What You Need To Know

  • The Democratic National Committee and President Joe Biden’s reelection campaign is counting on the Republican presidential primary debate to be a “race to the right," that will help Democrats in the general election in 2024

  • The DNC plans to fly a banner during the debate and will have multiple billboards around the venue criticizing the “MAGA” agenda, per a DNC official 

  • Biden's campaign said they have not had any substantive conversations on whether Biden will debate Trump ahead of Nov. 2024 should the two be their respective parties' nominees 

“As they race to the right to secure a far-right base, they're nailing themselves to positions that they just cannot recover from in November for the general election,” Biden-Harris 2024 campaign co-chair Cedric Richmond told reporters on a call Tuesday. 

The DNC will not be shy in making that point – with the committee planning to have a plane fly during the debate displaying a banner as well as multiple billboards around the venue criticizing the “MAGA” agenda, a DNC official confirmed to Spectrum News. 

Those on Tuesday’s call specifically honed in on the issue of abortion, warning the debate will be a “race to who can be the most extreme on banning abortion nationwide” – and betting on the issue drivers voting away from the GOP. 

“In red states and in blue states and in presidential battleground states, when abortion is on the ballot, Democrats and abortion rights win,” Sen. Tina Smith, D-Minn., said. “So tomorrow night the choice could not be more clear.” 

Smith pointed to outcomes in often Republican-dominated states like Kansas and Ohio. Last year, voters in Kansas rejected an effort to remove protections for abortion rights from the state constitution. And earlier this month, voters in Ohio rejected a measure that would have made it more difficult to pass a citizen initiative in November that seeks to enshrine abortion rights in the state.  

When asked by a reporter about whether the Biden campaign team plans to address former President Donald Trump’s absence at the debate, Richmond said it doesn’t matter because “they are all playing out of the same playbook.” 
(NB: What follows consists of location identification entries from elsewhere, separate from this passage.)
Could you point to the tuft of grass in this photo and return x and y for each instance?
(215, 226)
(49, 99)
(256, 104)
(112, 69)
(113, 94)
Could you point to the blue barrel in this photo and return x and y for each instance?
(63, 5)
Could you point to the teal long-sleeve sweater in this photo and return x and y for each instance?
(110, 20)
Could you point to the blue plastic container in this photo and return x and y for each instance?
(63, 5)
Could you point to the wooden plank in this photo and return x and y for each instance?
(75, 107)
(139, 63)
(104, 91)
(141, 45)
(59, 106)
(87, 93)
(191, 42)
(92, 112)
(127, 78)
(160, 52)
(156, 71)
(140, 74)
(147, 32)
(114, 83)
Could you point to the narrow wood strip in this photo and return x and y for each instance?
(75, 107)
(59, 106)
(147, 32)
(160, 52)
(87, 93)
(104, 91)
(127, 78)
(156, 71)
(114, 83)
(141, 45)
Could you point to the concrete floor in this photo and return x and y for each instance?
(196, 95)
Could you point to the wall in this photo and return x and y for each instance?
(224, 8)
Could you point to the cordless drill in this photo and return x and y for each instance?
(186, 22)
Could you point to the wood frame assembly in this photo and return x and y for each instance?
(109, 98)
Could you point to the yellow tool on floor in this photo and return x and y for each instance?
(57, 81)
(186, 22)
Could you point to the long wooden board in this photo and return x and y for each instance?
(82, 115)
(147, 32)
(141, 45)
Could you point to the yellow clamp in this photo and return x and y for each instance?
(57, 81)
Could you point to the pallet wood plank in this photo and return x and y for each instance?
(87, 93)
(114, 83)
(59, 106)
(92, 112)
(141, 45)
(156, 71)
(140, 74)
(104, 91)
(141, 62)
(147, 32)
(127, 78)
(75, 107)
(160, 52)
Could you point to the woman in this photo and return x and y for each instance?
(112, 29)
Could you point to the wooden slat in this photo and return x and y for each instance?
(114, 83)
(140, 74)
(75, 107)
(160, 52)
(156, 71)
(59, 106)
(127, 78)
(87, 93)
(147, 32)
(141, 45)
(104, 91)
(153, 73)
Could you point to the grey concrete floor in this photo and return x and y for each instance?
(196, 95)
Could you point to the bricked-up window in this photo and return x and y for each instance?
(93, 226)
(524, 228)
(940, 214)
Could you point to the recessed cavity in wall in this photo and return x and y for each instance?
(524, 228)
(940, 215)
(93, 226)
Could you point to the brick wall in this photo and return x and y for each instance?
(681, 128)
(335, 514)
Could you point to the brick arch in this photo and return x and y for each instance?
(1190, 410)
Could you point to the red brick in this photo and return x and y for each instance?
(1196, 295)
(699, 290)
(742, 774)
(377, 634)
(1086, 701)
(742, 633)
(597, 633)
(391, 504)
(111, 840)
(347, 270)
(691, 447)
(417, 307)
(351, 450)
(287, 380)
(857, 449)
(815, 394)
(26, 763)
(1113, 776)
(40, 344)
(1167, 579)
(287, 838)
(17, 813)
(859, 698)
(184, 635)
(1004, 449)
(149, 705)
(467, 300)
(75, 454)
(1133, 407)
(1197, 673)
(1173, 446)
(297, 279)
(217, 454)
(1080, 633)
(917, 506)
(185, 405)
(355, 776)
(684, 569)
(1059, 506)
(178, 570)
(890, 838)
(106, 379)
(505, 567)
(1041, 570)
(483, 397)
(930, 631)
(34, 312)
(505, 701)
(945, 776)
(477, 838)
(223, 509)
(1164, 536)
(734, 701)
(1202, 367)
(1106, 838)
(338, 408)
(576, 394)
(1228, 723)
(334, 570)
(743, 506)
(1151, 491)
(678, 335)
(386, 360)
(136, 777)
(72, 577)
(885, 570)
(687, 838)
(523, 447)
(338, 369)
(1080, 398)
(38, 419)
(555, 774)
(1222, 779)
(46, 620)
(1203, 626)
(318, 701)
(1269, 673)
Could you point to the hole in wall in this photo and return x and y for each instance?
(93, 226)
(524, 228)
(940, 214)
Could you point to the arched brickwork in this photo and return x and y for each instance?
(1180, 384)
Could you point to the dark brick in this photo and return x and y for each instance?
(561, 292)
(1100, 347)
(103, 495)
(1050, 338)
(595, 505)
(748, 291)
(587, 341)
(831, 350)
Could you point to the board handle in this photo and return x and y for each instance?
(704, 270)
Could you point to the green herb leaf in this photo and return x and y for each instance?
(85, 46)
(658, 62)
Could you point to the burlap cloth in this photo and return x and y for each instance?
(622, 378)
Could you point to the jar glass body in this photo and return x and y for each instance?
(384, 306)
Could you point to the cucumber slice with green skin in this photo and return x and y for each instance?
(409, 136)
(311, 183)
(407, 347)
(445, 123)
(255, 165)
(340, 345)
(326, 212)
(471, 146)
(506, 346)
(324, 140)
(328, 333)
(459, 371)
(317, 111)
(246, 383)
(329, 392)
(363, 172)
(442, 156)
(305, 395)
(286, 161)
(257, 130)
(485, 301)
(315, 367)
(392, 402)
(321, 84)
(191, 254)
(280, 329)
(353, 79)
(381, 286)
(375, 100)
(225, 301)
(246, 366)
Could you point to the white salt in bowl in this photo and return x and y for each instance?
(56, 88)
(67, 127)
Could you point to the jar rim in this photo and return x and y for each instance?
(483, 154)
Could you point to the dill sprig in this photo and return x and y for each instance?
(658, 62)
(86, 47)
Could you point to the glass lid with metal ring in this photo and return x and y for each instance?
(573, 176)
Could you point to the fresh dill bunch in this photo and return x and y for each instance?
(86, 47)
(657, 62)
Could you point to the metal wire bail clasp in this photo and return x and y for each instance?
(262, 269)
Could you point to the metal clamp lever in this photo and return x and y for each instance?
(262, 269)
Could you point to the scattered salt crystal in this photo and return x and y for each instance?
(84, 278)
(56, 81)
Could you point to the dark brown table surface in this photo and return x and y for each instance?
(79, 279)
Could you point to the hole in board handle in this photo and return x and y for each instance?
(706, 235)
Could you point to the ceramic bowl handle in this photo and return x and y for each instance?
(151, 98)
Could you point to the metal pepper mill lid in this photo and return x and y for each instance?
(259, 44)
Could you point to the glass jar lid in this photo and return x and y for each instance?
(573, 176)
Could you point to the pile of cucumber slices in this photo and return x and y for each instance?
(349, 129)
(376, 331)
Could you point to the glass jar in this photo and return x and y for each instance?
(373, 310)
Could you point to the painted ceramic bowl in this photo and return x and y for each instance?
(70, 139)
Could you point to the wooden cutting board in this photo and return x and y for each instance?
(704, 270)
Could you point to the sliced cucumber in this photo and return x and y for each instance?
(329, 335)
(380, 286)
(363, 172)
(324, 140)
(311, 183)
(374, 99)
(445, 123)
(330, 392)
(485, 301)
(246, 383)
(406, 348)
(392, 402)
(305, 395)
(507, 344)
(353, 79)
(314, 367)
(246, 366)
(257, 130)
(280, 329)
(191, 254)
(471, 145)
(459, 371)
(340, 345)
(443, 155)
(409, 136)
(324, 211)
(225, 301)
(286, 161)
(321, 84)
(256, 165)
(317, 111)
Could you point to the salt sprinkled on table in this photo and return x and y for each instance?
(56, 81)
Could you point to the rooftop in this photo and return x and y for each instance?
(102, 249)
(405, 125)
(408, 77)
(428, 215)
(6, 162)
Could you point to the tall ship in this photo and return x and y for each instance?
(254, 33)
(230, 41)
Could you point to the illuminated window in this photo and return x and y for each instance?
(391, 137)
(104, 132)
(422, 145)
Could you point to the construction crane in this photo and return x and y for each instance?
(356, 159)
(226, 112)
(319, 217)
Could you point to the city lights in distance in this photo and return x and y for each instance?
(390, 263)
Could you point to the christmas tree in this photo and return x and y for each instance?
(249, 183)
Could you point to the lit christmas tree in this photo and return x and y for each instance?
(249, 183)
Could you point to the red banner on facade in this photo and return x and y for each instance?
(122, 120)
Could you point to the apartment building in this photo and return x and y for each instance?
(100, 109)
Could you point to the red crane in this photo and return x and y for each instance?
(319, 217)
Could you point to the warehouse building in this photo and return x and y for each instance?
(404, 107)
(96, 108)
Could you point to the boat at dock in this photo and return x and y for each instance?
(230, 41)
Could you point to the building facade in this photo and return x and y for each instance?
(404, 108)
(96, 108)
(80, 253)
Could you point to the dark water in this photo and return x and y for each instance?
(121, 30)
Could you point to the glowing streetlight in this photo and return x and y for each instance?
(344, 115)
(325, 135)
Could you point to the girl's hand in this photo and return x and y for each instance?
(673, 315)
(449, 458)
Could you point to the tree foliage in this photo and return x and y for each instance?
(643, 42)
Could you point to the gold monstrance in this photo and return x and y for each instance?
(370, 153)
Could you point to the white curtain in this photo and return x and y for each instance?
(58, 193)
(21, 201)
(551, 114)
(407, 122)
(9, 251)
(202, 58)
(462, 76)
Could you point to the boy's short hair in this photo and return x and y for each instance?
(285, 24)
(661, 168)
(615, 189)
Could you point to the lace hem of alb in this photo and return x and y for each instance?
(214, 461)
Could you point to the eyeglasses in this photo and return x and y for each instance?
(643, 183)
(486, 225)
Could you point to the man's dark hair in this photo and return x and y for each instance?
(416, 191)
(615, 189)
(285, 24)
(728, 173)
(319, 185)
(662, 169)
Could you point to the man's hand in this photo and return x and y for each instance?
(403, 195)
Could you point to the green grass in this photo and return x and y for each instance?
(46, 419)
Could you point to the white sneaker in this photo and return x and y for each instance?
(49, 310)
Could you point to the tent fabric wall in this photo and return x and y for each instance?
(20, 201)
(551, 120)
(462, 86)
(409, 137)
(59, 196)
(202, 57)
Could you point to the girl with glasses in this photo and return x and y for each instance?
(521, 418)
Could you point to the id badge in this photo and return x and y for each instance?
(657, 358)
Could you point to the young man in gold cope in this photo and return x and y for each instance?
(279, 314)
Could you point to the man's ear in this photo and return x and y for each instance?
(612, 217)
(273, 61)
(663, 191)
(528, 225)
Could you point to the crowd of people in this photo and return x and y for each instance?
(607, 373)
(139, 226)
“Whether he's on the stage or not, his extreme agenda will be,” he said. 

Trump’s decision to skip on Wednesday has sparked conversations about whether it will give Biden an excuse to not debate his former 2020 rival should the two be their parties’ nominees once again next year – with Trump’s former press secretary Kayleigh McEnany making the argument that it would on Fox News on Monday. 

Communications director of Biden’s campaign Michael Tyler said they “haven't had any real substantive conversations about that quite yet,” but argued they are not surprised Trump is skipping. 

Biden’s campaign already announced it will spend $25 million on ads in key swing states including Wisconsin and Milwaukee specifically as GOP candidates head to the city for Wednesday’s debate. 

On Tuesday, Biden’s reelection team announced that on Wednesday, it will launch its first “state-specific” ad in Wisconsin as part of that $25 million ad blitz. The ad will feature a Milwaukee-based cement mason and mother of two talking about how the Democratic president’s policies have impacted her, according to a press release from the campaign. 

The ads will air over the next 16 weeks on television and digital platforms like YouTube and Instagram with a specific focus on President Biden’s manufacturing policies. 

Biden’s campaign and the Democratic National Committee are also slated to hold a press conference in Milwaukee ahead of the debate on Wednesday, “where America will be introduced to the most extreme slate of candidates in history,” the campaign said in a statement.

Richmond, DNC chair Jamie Harrison, Madison, Wis., Mayor Satya Rhodes Conway, and Wisconsin’s Democratic Party chair Ben Wikler are expected to speak.